Bereits zum zweiten Mal stattete ich dem Welt-Theater in Frankenberg/Sachsen einen Besuch ab. Und dies nicht nur, da in diesem Ort mein Freund Patrick Müller wohnt, der ebenfalls seit vielen Jahren über Filme schreibt, sondern weil dort eindrucksvolle Klassiker auf 35mm gezeigt werden. Patrick ist überdies auch Filmemacher – sein aktueller Kurzfilm SÄV, SÄV, SUSA lief soeben bei den renommierten Flensburger Kurzfilmtagen und war im Oktober sogar Finalist beim New York City International Films Infest Festival / NYCIFIF (hier geht’s zu Patricks Homepage).
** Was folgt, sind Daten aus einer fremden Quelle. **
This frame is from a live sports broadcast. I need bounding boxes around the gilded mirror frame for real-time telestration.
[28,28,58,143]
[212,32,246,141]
Das Welt-Theater besteht an seinem jetzigen Platz (Freiberger Straße 20) seit 1937, wobei der historische Bezug im Ort Frankenberg bis auf 1908 zurückgeht. Hier ein kurzer geschichtlicher Abriss ab dem Ende des Zweiten Weltkriegs, in leicht überarbeiteter und gekürzter Form durch mich auf Grundlage Notizen auf der offiziellen Website des Kinos

Welt-Theater Frankenberg
Visionsbar 1977 // © IG Welt-Theater Frankenberg/Sa. e.V.

Geschichte

Nach Kriegsende wurde das große Bildnis Adolf Hitlers in der Empfangshalle des Gebäudes sogleich gegen eines von Josef Stalin ausgetauscht. Anlässlich seines 70sten Geburtstages war auch in Frankenberg der „Stalin-Kult“ unübersehbar: zur Jahreswende 1949/50 zelebrierte man den Feiertag mit der Aufführung von Monumentalfilmen wie DER DRITTE SCHLAG (TRETIY UDAR, 1948) oder DIE STALINGRADER SCHLACHT (STALINGRADSKAYA BITVA, 1949). Da bis Ende der 40er Jahre im Kinobetrieb ausschließlich Nitrofilm, ein extrem feuergefährliches Filmmaterial, verwendet wurde, ließ der Kinoleiter mit Spitznamen „Kino-Herrmann“ eine Feuer-Nottreppe am Projektorenraum auf der östlichen Stirnseite des Welt-Theaters installieren. Filmvorführer Hanitzsch war aufgrund der katastrophalen Lebensmittelknappheit der Nachkriegszeit des Öfteren zum sog. „Hamstern“ unterwegs. Eines Tages erschien er dadurch zu spät zur Filmvorführung. Schon vor dem Kino musste er in Gegenwart einer langen Schlage wartender Besucher die Empörung des Kino-Chefs Erich Herrmann über sich ergehen lassen.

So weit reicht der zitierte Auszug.